My wife, Anna, and I are forced to park nearly a mile away, so we follow the crowds and make our way over toward the event, where we encounter a field full of vintage cars and motorcycles, the air thick with the smell of oil and gasoline. There’s a long line for tickets, and though it’s nearly 11:30 a.m. and entry was supposed to commence at 11, the public’s not yet being allowed into the fenced-off event area thanks to a high tide and storm surge.
After a lot of tractor work and re-positioned barricades, the gates are finally opened and thousands come streaming in as the cars and motorcycles begin a few practice runs down the beach. There’s a near constant drizzle and my wife’s carefully coiffed hair is starting to get dewy, but that doesn’t stop people from asking her to pose for them in her fetching ’40s-style dress and her grandma’s vintage saddle shoes.

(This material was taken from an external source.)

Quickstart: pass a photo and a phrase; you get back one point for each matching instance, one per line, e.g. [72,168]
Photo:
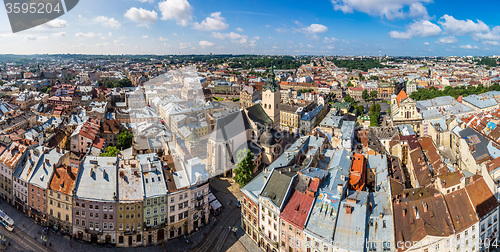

Racers have come from all over the U.S. and the world, some from as far away as Japan. The vehicles assembled represent some of the rarest working race cars and motorcycles anywhere. Many should be in a museum, but instead they’re sucking sand into their transmissions on the beach.
I manage to score a press photo pass, and dressed in coveralls as required—the idea being to blend in and not distract from the period feeling—I make my way to the starting line with the first pool of about 10 other photographers. Conditions are pretty terrible—it’s raining on my camera, the humidity fogging my lens, and the overcast sky muting everything into sepia tone—but it still feels like a glorious day, as if I’ve been transported back in time.
Soon the first races are set to begin, and the flag girls in their shorty-short coveralls take turns waving the racers off the starting line and down the beach, where the Doppler-effected roar of motors rises and falls like dragon’s breath.
The entire beach is thickly lined with race fans checking out the action, viewing the various displays, visiting the vendors, or grabbing a drink at the circus-tented beach bar, where Anna and I drink Pabst and Templeton rye whiskey. We’re wet but happy as Pismo clams. We’re also hoping that despite this inaugural year’s condition challenges, TROG West returns next year. What a day!